Preparation Time
![Preparation Time](https://kimball.com.my/wp-content/themes/kimball/img/recipe/ico1.png)
15 minutes
Cooking Time
![Cooking Time](https://kimball.com.my/wp-content/themes/kimball/img/recipe/ico2.png)
30 minutes
Serving Size
![Serving Size](https://kimball.com.my/wp-content/themes/kimball/img/recipe/ico3.png)
5 persons
![Product Image](https://kimball.com.my/wp-content/uploads/2021/11/recipe-standard-size-9.jpg)
Ingredients
- 600g Fish head, cut into 6cm pieces
- ¼ cup Oil
- 4 cloves Garlic, roughly chopped
- 3cm Ginger, finely sliced
- 1 litre Water
- 1 Tbsp Kimball Oyster Flavored Sauce
- 2 cakes White soft tofu, cut into 5cm chunks
- 2 Tomato
- For garnishing:
- 2 stalks Spring onion, sliced finely
- 1 stalk Celery leaves, sliced finely
- 3– 4 Tbsp Crispy fried shallots
Method
- Heat oil in a wok over medium heat and fry fish head pieces in batches until lightly browned, removing them onto a plate as they cook.
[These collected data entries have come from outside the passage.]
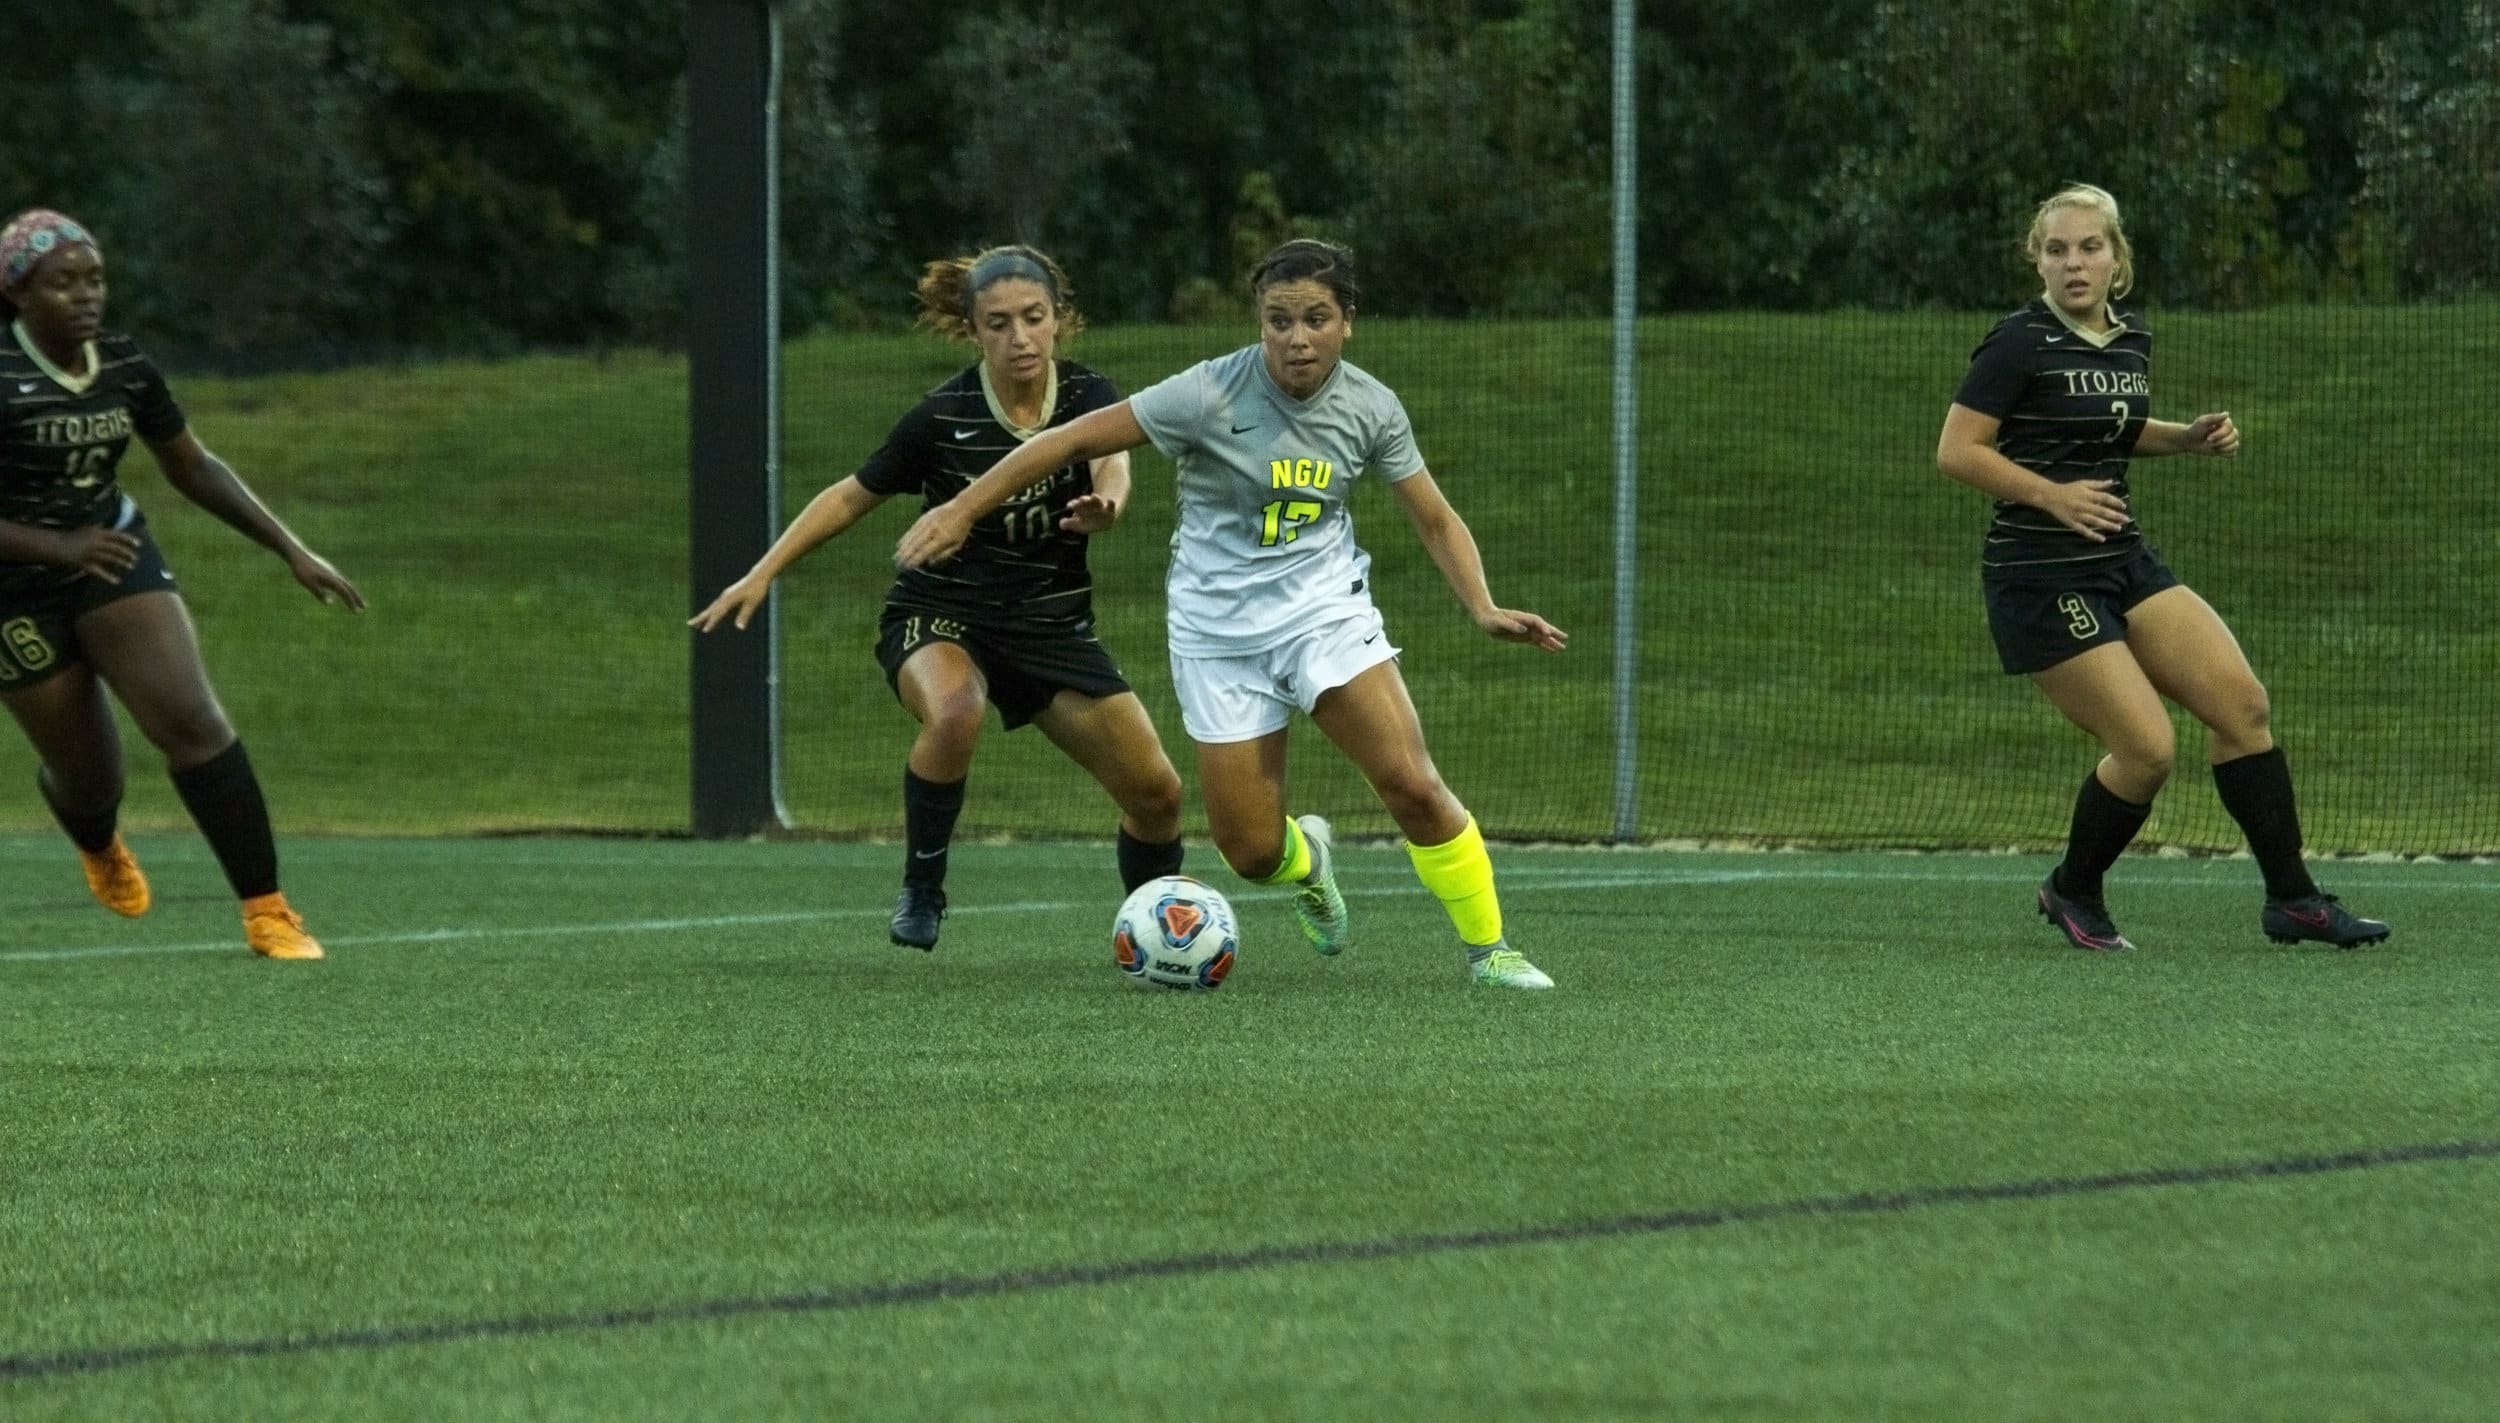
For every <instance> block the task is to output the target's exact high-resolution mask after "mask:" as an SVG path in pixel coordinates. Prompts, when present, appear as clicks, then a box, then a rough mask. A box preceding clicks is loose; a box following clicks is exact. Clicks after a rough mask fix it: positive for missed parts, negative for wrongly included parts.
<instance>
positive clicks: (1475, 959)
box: [1468, 943, 1555, 988]
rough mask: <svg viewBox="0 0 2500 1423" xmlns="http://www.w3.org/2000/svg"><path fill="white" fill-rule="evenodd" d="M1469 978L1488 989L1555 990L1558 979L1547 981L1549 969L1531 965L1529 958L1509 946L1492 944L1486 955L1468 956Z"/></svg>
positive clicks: (1547, 978)
mask: <svg viewBox="0 0 2500 1423" xmlns="http://www.w3.org/2000/svg"><path fill="white" fill-rule="evenodd" d="M1468 978H1473V980H1478V983H1483V985H1485V988H1553V985H1555V980H1553V978H1545V970H1543V968H1538V965H1535V963H1528V955H1525V953H1520V950H1515V948H1510V945H1508V943H1498V945H1493V950H1490V953H1485V955H1475V953H1470V955H1468Z"/></svg>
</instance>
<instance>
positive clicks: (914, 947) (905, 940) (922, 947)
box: [885, 885, 945, 953]
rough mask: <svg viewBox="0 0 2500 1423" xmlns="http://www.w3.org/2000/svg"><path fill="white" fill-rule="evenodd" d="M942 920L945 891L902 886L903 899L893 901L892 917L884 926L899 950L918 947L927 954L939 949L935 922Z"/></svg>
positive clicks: (917, 886)
mask: <svg viewBox="0 0 2500 1423" xmlns="http://www.w3.org/2000/svg"><path fill="white" fill-rule="evenodd" d="M943 918H945V890H925V888H920V885H903V898H898V900H895V918H893V923H888V925H885V933H888V935H893V940H895V943H900V945H903V948H918V950H920V953H928V950H933V948H938V920H943Z"/></svg>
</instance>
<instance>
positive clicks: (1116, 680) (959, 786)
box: [692, 248, 1180, 950]
mask: <svg viewBox="0 0 2500 1423" xmlns="http://www.w3.org/2000/svg"><path fill="white" fill-rule="evenodd" d="M918 295H920V323H923V325H928V328H933V330H938V333H940V335H950V338H965V340H973V343H975V345H978V348H980V360H978V363H975V365H970V368H968V370H963V373H960V375H955V378H953V380H948V383H945V385H940V388H935V390H930V393H928V395H925V398H923V400H920V403H918V405H913V410H910V413H908V415H903V420H898V423H895V428H893V433H890V435H888V438H885V445H880V448H878V453H873V455H870V458H868V463H865V465H860V470H858V473H853V475H848V478H843V480H838V483H835V485H830V488H825V493H820V495H815V500H810V503H808V508H805V510H803V513H800V515H798V518H795V520H793V523H790V528H788V530H783V535H780V538H778V540H775V543H773V548H770V550H768V553H765V555H763V558H760V560H758V563H755V568H752V570H747V575H745V578H740V580H737V583H732V585H730V588H725V590H722V593H720V598H715V600H712V605H710V608H705V610H702V613H697V615H695V618H692V628H700V630H705V633H710V630H712V628H717V625H720V623H735V625H737V628H745V625H747V620H750V618H752V615H755V610H758V608H763V603H765V595H768V593H770V590H773V580H775V578H778V575H780V573H783V570H785V568H790V565H793V563H798V560H800V558H803V555H805V553H808V550H810V548H815V545H820V543H825V540H828V538H833V535H838V533H843V530H845V528H850V525H853V523H858V520H860V515H865V513H868V510H873V508H878V505H880V503H885V500H888V498H893V495H920V508H923V510H928V508H935V505H943V503H945V500H950V498H955V495H958V493H960V490H963V488H965V485H970V483H973V480H975V478H980V473H983V470H988V468H990V465H995V463H998V458H1000V455H1005V453H1008V450H1013V448H1018V445H1020V443H1025V440H1030V438H1033V435H1038V433H1043V430H1045V428H1050V425H1065V423H1068V420H1075V418H1078V415H1085V413H1088V410H1100V408H1105V405H1113V403H1118V400H1120V393H1118V390H1115V388H1113V383H1110V380H1105V378H1103V375H1098V373H1093V370H1088V368H1085V365H1078V363H1075V360H1058V355H1055V353H1058V343H1060V340H1063V338H1070V335H1075V333H1078V330H1080V328H1083V315H1080V313H1078V308H1075V303H1073V293H1070V288H1068V275H1065V273H1060V268H1058V263H1053V260H1050V258H1045V255H1043V253H1038V250H1033V248H990V250H988V253H978V255H973V258H950V260H940V263H930V265H928V268H925V273H923V278H920V288H918ZM1128 490H1130V485H1128V455H1113V458H1105V460H1093V463H1090V465H1085V463H1075V465H1065V468H1060V470H1055V473H1053V475H1050V480H1045V483H1038V485H1033V488H1030V490H1028V493H1025V498H1018V500H1013V503H1008V505H1005V508H1000V510H998V513H993V515H988V518H983V520H980V528H975V533H973V540H970V543H968V548H965V553H963V558H958V560H955V563H950V565H945V568H940V570H908V573H903V575H900V578H895V585H893V590H890V593H888V598H885V615H883V618H880V625H878V663H880V665H883V668H885V680H888V685H893V688H895V695H898V698H900V700H903V708H905V710H910V713H913V718H918V720H920V735H918V738H915V740H913V750H910V758H908V760H905V763H903V838H905V843H908V845H905V860H903V895H900V898H898V900H895V915H893V925H890V938H893V940H895V943H903V945H910V948H923V950H928V948H935V945H938V920H940V915H943V913H945V865H948V840H950V838H953V835H955V815H958V813H960V810H963V785H965V778H968V775H970V770H973V748H975V745H978V740H980V725H983V715H985V703H995V705H998V713H1000V718H1003V723H1005V725H1008V730H1015V728H1018V725H1025V723H1033V725H1038V728H1043V735H1048V738H1050V743H1053V745H1058V748H1060V750H1065V753H1068V758H1070V760H1075V763H1078V765H1083V768H1085V770H1088V773H1090V775H1093V778H1095V780H1100V783H1103V790H1108V793H1110V798H1113V803H1118V808H1120V833H1118V845H1120V850H1118V858H1120V883H1123V885H1128V888H1138V885H1143V883H1145V880H1153V878H1158V875H1170V873H1178V870H1180V775H1178V773H1175V770H1173V760H1170V758H1168V755H1165V753H1163V743H1160V740H1158V738H1155V725H1153V723H1150V720H1148V715H1145V705H1143V703H1140V700H1138V695H1135V693H1133V690H1130V688H1128V680H1125V678H1123V675H1120V668H1118V665H1115V663H1113V660H1110V653H1105V650H1103V643H1100V640H1098V638H1095V618H1093V575H1090V573H1088V570H1085V540H1088V535H1095V533H1103V530H1108V528H1110V525H1113V523H1115V520H1118V518H1120V510H1123V505H1128Z"/></svg>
- Heat 2 tablespoons oil in a saucepan and fry garlic and ginger until golden brown. Add water, bring to the boil and add Kimball Oyster Flavored Sauce and fried fish head. Simmer 15 minutes.
- Add tofu and tomatoes, then simmer 5 minutes. Sprinkle with garnishes and serve hot with rice.